In 1634 he married Saskia van Uylenburgh, niece of the art dealer who was his principal commercial intermediary. Saskia was beautiful, cultivated, from a prosperous family; the union was happy. Rembrandt represented her in numerous canvases — as the goddess Flora, as an allegorical figure, in scenes of domestic life. In 1641 Saskia bore him a son, Titus, the only one of their four children to survive childhood. She died in 1642, aged twenty-nine.
The Night Watch and the Complexity of Fame
In 1642, the very year of Saskia's death, Rembrandt completed The Night Watch (Rijksmuseum, Amsterdam), perhaps the most famous painting in all of Dutch art. This group portrait, commissioned by the Amsterdam civic guard company of Captain Frans Banninck Cocq, shows the company preparing to march out — a nocturnal scene (though it is in fact a daytime scene darkened by centuries of varnish) of extraordinary dynamism and composition, in which Rembrandt abandoned the traditional row-by-row arrangement of group portraits to create a vivid, moving narrative scene.
Contrary to the persistent legend that the painting was poorly received and marked the beginning of his decline, contemporary documents show that The Night Watch was appreciated.
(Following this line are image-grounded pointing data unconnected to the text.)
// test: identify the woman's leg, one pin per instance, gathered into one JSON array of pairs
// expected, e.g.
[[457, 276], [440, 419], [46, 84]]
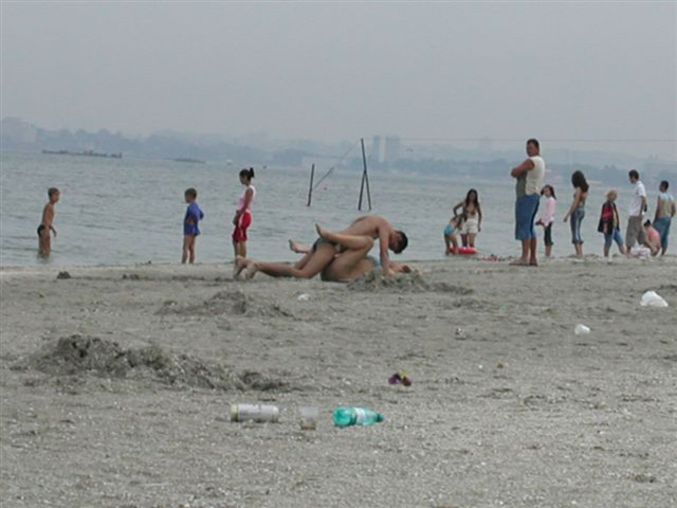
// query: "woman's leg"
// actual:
[[608, 240], [350, 242], [618, 238], [299, 248], [572, 224], [311, 264], [338, 274], [349, 265]]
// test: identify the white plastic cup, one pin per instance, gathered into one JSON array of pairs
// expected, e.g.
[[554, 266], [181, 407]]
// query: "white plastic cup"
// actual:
[[581, 329], [254, 412], [653, 299], [308, 417]]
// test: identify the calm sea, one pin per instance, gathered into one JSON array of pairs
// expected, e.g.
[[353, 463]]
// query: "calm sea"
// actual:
[[115, 212]]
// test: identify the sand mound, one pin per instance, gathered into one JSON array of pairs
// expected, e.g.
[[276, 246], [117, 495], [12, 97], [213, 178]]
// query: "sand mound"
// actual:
[[82, 355], [227, 302], [410, 283]]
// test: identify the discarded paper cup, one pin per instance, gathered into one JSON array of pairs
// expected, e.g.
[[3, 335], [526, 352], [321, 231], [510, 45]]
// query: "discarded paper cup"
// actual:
[[308, 417], [653, 299], [581, 329]]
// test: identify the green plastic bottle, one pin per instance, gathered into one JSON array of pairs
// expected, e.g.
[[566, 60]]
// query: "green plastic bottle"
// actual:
[[349, 416]]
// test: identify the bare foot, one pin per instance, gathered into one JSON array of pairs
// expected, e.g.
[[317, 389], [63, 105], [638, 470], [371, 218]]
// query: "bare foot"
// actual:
[[297, 247], [240, 264], [250, 269]]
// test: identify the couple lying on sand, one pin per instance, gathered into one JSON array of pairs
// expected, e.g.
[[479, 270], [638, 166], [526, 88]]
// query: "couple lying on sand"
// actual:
[[338, 257]]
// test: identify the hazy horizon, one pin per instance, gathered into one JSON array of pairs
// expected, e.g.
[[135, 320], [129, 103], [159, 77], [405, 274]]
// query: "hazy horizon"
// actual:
[[599, 77]]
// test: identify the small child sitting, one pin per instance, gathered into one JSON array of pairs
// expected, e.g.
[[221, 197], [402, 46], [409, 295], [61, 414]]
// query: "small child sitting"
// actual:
[[450, 234]]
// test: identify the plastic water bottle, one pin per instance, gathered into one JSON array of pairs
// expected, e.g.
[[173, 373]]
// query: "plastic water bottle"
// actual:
[[254, 412], [348, 416]]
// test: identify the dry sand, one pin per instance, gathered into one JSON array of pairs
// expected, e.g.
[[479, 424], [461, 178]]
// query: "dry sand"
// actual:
[[116, 384]]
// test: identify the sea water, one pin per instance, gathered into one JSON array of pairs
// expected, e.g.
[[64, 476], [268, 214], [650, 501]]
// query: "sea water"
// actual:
[[115, 212]]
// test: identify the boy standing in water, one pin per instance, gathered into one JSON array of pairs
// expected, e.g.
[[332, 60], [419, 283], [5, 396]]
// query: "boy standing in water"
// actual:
[[243, 216], [46, 227], [190, 226]]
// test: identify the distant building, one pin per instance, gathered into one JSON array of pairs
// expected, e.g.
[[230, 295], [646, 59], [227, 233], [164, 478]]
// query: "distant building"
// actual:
[[375, 154], [393, 149]]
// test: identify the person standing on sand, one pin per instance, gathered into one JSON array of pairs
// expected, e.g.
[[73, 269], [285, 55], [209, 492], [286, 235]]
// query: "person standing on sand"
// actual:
[[529, 178], [46, 227], [471, 212], [665, 211], [577, 210], [243, 216], [329, 244], [610, 224], [638, 205], [190, 226], [548, 217]]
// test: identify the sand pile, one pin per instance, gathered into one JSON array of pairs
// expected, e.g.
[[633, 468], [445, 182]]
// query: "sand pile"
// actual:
[[409, 283], [227, 302], [79, 355]]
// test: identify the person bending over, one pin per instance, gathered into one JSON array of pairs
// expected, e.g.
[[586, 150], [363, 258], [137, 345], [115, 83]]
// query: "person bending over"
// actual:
[[329, 244]]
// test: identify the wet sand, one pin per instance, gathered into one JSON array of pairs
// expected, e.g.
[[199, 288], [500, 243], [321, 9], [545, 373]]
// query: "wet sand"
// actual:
[[116, 384]]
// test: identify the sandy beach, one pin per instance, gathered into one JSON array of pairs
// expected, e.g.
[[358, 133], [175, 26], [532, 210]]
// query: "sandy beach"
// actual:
[[116, 384]]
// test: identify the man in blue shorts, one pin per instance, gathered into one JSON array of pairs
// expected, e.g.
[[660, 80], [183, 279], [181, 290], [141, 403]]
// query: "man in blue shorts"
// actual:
[[529, 176]]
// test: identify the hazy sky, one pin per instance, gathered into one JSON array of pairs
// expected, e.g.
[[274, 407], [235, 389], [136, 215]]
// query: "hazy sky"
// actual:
[[344, 70]]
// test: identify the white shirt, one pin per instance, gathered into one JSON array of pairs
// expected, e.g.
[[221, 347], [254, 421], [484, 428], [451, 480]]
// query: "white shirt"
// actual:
[[535, 176], [638, 193]]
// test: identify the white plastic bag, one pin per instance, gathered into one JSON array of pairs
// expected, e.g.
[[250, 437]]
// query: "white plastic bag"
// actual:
[[653, 299]]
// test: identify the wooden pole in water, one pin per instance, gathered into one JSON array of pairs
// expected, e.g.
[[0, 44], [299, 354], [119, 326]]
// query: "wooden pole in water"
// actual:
[[365, 179], [310, 189]]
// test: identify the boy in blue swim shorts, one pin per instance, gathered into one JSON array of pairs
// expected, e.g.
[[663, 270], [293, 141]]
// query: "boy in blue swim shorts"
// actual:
[[190, 226]]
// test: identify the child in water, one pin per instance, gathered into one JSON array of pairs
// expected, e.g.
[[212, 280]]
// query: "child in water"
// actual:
[[243, 216], [190, 226], [46, 227], [472, 218], [610, 224], [450, 238], [548, 217]]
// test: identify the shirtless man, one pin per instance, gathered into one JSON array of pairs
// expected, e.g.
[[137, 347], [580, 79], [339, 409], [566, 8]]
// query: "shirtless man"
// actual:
[[357, 240], [342, 270], [46, 227]]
Rembrandt's commercial decline during the 1640s and 50s was due to more complex factors: a shift in taste towards a more sober, elegant classicism inspired by France, which he refused to follow, and his mounting financial difficulties.
Ruin and Spiritual Depth
In the 1650s, Rembrandt's affairs collapsed. In 1639 he had bought a fine house on the Jodenbreestraat in Amsterdam — today the Rembrandt House Museum — at a price he ultimately could not repay. In 1656 he was declared insolvent. His possessions were auctioned in 1657–58: his collection of paintings, objects of art, armour, exotic textiles — all went. He was forced to rent more modest lodgings.
These trials did not break his genius — they deepened it. The paintings of his maturity and old age are among the finest he ever produced. His self-portraits — he made around a hundred over his lifetime, constituting the longest visual journal any artist has ever kept — reach in the years 1650–60 a depth and serenity that few artists in history have ever matched. The ageing face, lined and marked by suffering and wisdom, looking at the viewer with disarming frankness and humanity: these late self-portraits are among the most profound works in the entire Western pictorial tradition.
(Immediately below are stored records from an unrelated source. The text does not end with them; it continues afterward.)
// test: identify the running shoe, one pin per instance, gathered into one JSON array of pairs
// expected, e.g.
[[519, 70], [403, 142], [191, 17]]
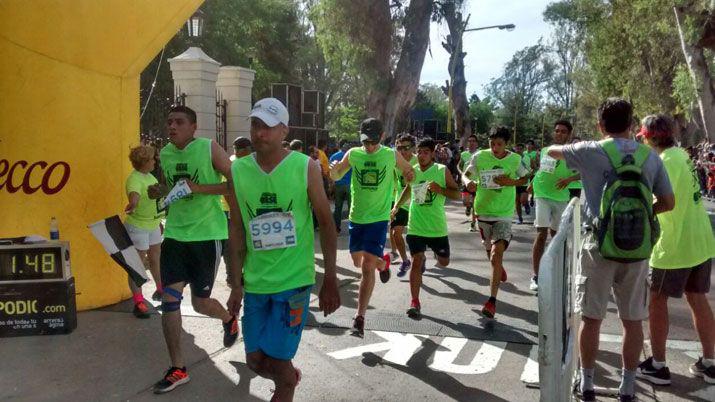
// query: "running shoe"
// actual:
[[359, 325], [174, 377], [651, 374], [385, 273], [489, 309], [404, 267], [230, 332], [414, 312], [698, 369], [534, 285], [141, 310]]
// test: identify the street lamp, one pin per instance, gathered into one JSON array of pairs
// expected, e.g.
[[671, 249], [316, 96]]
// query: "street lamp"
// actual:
[[195, 24], [452, 66]]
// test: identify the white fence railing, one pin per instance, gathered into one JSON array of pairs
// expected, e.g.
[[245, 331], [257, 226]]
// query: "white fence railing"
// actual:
[[558, 325]]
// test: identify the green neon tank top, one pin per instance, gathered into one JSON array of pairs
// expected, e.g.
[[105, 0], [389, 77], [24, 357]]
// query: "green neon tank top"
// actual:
[[686, 238], [428, 219], [400, 183], [371, 184], [495, 202], [285, 189], [197, 217]]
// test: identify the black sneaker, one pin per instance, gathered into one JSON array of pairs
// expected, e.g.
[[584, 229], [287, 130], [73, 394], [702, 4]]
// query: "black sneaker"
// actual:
[[359, 325], [627, 398], [174, 377], [588, 395], [230, 332], [649, 373], [698, 369], [156, 296]]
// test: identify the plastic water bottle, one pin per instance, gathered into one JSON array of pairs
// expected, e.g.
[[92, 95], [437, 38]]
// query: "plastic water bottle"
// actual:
[[54, 229]]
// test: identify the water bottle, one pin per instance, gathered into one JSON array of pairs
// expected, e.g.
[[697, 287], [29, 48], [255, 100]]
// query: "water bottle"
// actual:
[[54, 229]]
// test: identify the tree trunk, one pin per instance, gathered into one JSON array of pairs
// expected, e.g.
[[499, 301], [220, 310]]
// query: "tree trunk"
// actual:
[[379, 21], [453, 45], [406, 79], [700, 74]]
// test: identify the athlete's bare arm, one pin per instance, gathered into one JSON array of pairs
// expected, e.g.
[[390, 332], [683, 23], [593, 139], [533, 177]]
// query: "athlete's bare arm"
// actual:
[[329, 297]]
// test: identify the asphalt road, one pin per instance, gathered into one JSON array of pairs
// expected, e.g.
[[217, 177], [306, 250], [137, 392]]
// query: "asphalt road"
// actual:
[[452, 353]]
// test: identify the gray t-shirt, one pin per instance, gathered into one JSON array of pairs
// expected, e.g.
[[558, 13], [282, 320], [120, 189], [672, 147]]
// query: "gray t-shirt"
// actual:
[[595, 168]]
He lived with Hendrickje Stoffels, a young domestic servant he could not marry — his marriage contract with Saskia would have required him to forfeit her estate if he remarried — who remained absolutely loyal to him until her death in 1663. Titus, his son, managed his art business and died in 1668 aged twenty-seven, leaving Rembrandt alone. The Jewish Bride (c.1665–69, Rijksmuseum), depicting a couple in a moment of extraordinary tenderness and intimacy, is perhaps his testament on human love.
Death and Legacy
Rembrandt died in Amsterdam on 4 October 1669, aged sixty-three, in relative poverty but esteemed by his peers. He was buried in the Westerkerk in Amsterdam in a rented grave that no one would renew when the lease expired — his bones were dispersed in a common grave.
His influence on European painting is fundamental and enduring. The Rijksmuseum in Amsterdam holds the most important collection of his works, including The Night Watch and a series of self-portraits that together constitute one of the greatest experiences that painting can offer. Goya, Delacroix, Courbet, Van Gogh, Matisse, Bacon — all drew nourishment from his example and from his way of treating light as a revelation of the human soul.